Ya habíamos visto que el Brasil de Lula daba prioridad al respeto a las instituciones y se había colocado dentro del sistema económico mundial, pero, al mismo tiempo, nos había decepcionado la falta de grandes proyectos sociales en un régimen del que se esperaba una gran movilización popular. La evolución de Chile parece encaminada hacia un equilibrio mucho mejor entre la búsqueda de la eficacia y de un lugar cada vez más importante en el comercio mundial, con reformas sociales. Entre las anunciadas, las principales son: la reforma de las pensiones, la gratuidad de la asistencia médica para los mayores de 60 años, la reforma de la educación y, sobre todo, la preescolar y la reforma de la ley electoral. Es decir, el país se encuentra en un proceso acelerado de reformas, y ello aumenta las expectativas de la población y, al mismo tiempo, su confianza en la presidenta.
Estas reformas se emprenden en una situación en la que el crecimiento se ha recuperado en todo el continente.

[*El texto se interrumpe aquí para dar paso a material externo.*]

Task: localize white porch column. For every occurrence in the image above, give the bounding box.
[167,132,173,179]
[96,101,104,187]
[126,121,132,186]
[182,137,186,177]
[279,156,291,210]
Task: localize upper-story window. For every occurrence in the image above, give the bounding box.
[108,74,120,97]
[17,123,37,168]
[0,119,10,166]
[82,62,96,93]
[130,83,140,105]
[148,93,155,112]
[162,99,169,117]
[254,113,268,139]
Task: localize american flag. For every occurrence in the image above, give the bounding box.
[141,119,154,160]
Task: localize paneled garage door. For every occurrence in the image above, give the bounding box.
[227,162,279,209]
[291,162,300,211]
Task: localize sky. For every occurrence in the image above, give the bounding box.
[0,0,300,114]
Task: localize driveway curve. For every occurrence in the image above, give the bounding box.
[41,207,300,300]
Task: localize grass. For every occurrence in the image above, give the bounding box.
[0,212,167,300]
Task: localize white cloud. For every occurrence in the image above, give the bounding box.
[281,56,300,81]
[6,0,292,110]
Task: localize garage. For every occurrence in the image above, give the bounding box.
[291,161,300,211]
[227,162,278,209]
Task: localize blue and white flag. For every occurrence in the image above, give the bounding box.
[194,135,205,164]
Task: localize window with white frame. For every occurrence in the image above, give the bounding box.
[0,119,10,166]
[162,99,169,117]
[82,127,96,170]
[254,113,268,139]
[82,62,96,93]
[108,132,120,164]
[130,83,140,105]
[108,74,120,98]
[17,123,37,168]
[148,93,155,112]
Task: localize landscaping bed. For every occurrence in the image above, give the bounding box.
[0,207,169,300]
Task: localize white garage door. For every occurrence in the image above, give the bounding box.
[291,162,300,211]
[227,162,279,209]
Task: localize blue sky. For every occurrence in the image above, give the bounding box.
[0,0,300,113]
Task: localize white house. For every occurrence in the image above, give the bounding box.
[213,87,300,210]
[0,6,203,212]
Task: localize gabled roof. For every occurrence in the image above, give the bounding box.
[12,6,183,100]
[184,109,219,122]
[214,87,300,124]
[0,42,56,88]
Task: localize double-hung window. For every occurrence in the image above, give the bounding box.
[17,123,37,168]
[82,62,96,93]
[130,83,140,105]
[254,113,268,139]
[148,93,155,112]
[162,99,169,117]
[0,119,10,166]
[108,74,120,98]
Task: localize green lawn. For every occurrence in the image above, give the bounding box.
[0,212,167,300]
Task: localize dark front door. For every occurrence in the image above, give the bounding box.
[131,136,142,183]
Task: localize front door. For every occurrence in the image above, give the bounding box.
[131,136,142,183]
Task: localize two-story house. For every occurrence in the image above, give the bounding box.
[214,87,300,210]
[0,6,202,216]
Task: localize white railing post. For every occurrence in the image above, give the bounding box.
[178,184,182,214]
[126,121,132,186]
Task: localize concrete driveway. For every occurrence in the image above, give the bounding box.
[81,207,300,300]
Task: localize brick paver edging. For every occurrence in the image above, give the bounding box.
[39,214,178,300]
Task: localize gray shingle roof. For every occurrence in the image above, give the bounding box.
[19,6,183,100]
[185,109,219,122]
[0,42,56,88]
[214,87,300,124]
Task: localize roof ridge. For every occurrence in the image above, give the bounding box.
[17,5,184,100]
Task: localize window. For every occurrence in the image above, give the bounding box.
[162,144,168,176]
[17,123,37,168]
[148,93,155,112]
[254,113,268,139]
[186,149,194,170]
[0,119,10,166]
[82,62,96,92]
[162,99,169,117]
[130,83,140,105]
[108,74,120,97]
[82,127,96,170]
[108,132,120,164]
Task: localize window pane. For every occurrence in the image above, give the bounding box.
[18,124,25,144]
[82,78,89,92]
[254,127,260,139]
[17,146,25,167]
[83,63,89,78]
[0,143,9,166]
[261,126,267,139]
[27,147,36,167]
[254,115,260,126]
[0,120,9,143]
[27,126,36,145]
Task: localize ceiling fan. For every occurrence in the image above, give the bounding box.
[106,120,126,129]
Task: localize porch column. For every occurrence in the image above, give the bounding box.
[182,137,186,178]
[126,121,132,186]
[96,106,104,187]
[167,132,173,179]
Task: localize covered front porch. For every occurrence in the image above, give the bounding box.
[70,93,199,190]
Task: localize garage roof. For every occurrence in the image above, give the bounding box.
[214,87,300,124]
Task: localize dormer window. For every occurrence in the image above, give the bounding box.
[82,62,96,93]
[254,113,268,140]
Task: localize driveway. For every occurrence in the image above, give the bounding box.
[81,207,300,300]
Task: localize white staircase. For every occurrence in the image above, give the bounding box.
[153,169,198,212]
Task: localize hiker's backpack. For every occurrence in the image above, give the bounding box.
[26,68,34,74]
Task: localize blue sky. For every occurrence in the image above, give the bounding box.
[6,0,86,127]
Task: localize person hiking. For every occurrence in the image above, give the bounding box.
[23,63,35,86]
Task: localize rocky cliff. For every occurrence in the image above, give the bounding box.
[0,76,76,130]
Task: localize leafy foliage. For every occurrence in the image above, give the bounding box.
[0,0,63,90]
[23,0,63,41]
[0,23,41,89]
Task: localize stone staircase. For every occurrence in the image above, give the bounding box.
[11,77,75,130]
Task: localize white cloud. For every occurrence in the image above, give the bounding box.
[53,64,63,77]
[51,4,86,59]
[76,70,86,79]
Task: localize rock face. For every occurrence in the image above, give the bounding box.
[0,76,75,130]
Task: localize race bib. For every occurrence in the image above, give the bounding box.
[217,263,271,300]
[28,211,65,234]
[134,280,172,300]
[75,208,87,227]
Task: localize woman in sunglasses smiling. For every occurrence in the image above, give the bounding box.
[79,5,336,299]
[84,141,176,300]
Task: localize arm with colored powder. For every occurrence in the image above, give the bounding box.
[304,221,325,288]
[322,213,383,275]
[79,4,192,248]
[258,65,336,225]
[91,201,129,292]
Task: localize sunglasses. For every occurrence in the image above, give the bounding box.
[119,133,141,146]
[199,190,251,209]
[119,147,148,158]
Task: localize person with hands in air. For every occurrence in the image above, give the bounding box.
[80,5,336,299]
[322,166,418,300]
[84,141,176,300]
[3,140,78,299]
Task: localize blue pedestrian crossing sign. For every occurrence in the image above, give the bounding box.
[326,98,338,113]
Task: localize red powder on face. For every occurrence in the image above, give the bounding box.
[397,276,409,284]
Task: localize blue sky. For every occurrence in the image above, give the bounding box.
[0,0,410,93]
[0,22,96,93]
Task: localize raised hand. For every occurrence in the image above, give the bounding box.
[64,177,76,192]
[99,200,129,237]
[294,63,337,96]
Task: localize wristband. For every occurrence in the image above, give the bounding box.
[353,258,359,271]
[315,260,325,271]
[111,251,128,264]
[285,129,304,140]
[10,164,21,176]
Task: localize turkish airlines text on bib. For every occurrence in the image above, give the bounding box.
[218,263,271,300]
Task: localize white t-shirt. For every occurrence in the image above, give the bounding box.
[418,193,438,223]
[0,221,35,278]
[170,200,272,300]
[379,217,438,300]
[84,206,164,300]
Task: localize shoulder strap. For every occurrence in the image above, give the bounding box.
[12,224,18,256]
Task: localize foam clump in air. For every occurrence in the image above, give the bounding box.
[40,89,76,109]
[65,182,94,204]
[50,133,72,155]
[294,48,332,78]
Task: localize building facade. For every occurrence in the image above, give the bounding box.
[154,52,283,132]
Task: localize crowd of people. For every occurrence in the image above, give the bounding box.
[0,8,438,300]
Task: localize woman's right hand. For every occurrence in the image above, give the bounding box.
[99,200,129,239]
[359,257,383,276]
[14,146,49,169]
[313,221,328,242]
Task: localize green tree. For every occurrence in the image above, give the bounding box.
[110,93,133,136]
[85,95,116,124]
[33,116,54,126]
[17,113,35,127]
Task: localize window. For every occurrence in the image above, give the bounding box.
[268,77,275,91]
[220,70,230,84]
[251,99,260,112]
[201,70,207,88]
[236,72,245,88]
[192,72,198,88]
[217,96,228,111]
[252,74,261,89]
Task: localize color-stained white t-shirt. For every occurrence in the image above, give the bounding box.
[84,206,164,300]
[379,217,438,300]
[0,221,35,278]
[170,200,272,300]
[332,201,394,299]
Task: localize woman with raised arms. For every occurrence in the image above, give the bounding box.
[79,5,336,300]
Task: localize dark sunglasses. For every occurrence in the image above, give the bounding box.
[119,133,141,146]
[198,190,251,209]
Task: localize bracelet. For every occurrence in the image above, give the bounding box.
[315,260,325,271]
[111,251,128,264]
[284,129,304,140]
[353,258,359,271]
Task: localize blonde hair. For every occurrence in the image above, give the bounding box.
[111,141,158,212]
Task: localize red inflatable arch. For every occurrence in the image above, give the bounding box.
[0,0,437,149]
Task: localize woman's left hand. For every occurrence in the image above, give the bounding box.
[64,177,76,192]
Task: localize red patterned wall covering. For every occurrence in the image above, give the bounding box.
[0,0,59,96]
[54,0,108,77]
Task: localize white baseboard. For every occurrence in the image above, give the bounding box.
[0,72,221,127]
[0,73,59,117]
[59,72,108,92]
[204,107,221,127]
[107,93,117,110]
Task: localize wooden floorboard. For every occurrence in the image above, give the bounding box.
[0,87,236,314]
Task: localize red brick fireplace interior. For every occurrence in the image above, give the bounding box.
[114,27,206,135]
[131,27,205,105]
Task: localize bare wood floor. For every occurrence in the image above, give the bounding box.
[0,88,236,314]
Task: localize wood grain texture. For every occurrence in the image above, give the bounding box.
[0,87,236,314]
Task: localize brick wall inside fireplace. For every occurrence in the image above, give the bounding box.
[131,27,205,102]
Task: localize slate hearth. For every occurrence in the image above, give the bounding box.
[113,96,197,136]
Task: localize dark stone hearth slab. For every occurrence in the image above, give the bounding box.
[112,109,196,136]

Hay importantes superávits presupuestarios en Chile, Argentina y Brasil, y la capacidad de presión de Estados Unidos ha disminuido enormemente como consecuencia de la guerra de Irak, que ha minado la posición moral del Gobierno de Bush. Es decir, todas las circunstancias son propicias para el éxito de un país que ya ha logrado la victoria más importante al superar un enfrentamiento entre extremos que lo tenía paralizado y recuperar la confianza en sí mismo, sin la que no es posible emprender ningún tipo de reforma. Esa confianza renovada y esa liberación de sus propios demonios se transparentan en el júbilo y la emoción con que la gente ha recibido cada gesto de una presidenta que parece pertenecer aún a la "sociedad civil", pese a ocupar ya la cúspide del Estado. Habrá numerosos obstáculos en el camino de la nueva presidenta, pero no habrá marcha atrás.
La caída del muro de Berlín y el sistema soviético no terminó con el pensamiento bipolarizado, que provoca todavía una parálisis demasiado grande porque impide cualquier alianza, cualquier compromiso, cualquier reforma, y sólo combina declaraciones totalmente radicales con políticas inmóviles. Por eso lo que acaba de suceder en Chile tiene una importancia no sólo continental, sino mundial, y la comunidad internacional tiene que aplaudir la extraordinaria recuperación de Chile llevada a cabo por Ricardo Lagos. Es esa recuperación, esa auténtica liberación, la que explica hoy que Michelle Bachelet, víctima de la dictadura e hija de un general fusilado por el Ejército, pueda ponerse a la cabeza de un país reconciliado, aunque la lucha política siga viva, un país en el que las Fuerzas Armadas, de acuerdo con el general Cheyre, han reconocido su sometimiento al poder político legalmente constituido.
Alain Touraine es sociólogo y director del Instituto de Estudios Superiores de París. Traducción de María Luisa Rodríguez Tapia.